Re: Wastebasket woes



Quoting Martyn Russell <martyn lanedo com>:
On 26/08/10 16:40, Karl Lattimer wrote:
On Thu, 2010-08-26 at 15:51 +0100, Martyn Russell wrote:
So it hardly applies to en_GB :)
others in the company - most people these days learn American English,
not British English.

I'd really dispute that - AE is forced onto people thanks to the (current) "largeness" of American culture, but the majority of people (Europe, China, India) learn an English that is closer to English (I refuse to call it British English - English is the language spoken by the English people, by definition).

In terms of what do we call the wastebasket. The original problem with Ubuntu is pretty much how they do their AE->English translation. Unlike the upstream projects, Ubuntu have a "non-American English" team, which tries to mangle Canadian, Australian, Asian and English together, often leaving them with some clunky workings. "Deleted Items" instead of Wastebasket was one of these choices.

I personally don't care what's its called as I always disable it (and I wish nautilus made it easier to disable). But in terms of a good user interface, we should be consistent: the term should be the same with vanilla Gnome, Ubuntu, Fedora, even with KDE.

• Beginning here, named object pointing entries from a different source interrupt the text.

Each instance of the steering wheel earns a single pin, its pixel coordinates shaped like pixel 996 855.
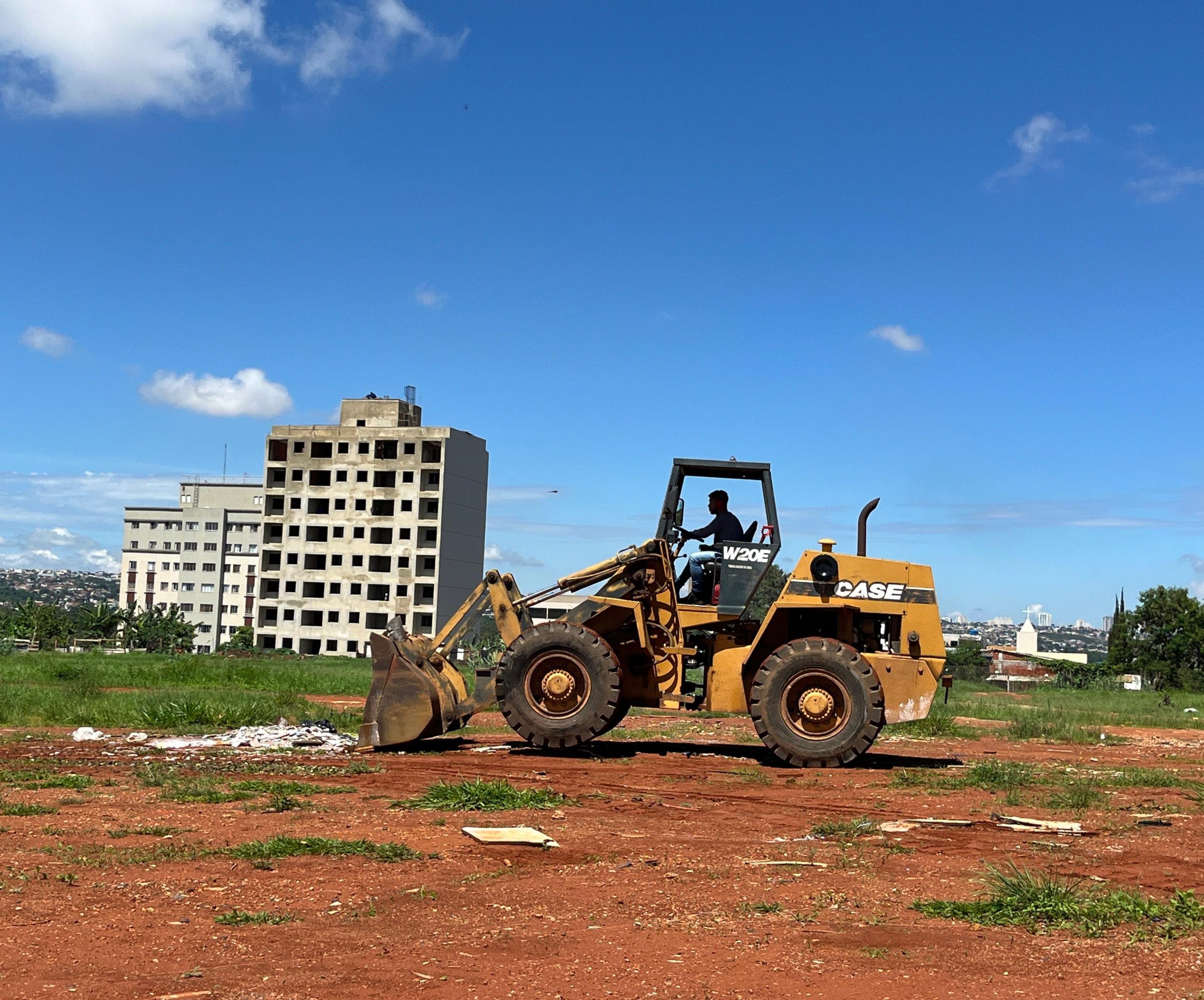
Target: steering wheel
pixel 682 539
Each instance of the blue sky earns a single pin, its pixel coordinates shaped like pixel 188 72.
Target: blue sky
pixel 941 254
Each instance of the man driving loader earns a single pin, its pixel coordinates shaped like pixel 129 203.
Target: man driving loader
pixel 725 528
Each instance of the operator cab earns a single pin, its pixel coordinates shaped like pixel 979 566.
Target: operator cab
pixel 730 580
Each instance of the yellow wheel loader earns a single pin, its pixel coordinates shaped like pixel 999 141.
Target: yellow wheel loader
pixel 850 644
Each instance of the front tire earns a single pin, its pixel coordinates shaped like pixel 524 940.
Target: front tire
pixel 558 685
pixel 816 703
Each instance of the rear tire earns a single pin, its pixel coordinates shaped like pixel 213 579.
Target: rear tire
pixel 558 685
pixel 816 703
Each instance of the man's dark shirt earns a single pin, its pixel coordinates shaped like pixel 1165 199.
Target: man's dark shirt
pixel 725 528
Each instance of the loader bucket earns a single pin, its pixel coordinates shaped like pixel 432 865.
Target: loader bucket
pixel 414 695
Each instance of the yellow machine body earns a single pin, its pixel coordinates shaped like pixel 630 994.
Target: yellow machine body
pixel 676 655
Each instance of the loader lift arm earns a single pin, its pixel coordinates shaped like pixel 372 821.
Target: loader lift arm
pixel 418 693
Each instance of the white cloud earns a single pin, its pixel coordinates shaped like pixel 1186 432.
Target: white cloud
pixel 91 57
pixel 1036 140
pixel 519 494
pixel 248 394
pixel 67 57
pixel 424 295
pixel 357 40
pixel 508 556
pixel 59 549
pixel 897 337
pixel 1164 181
pixel 53 520
pixel 48 341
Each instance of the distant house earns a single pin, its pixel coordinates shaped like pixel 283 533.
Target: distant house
pixel 1024 663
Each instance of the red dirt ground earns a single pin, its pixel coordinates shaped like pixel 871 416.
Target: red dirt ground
pixel 648 897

The other problem is that the US equivalent (trashcan) can be used as the verb "to trash" which has no direct equivalent in English ("to rubbish" is subtly different). So phrases like "trashed on" (i.e. the date something was moved to the wastebasket) need some thinking about, e.g. "deleted on" or "marked deleted on". This reminds me of the old "ellipsisize" problems again!

To sum up: called it what you will, wastebasket, wastebin, rubbish bin, deleted items, sh*tehole (my personal favourite); just keep it consistent across environments, avoid obvious Americanisms and the translators will need to do some worked around where "trash" is used as a verb.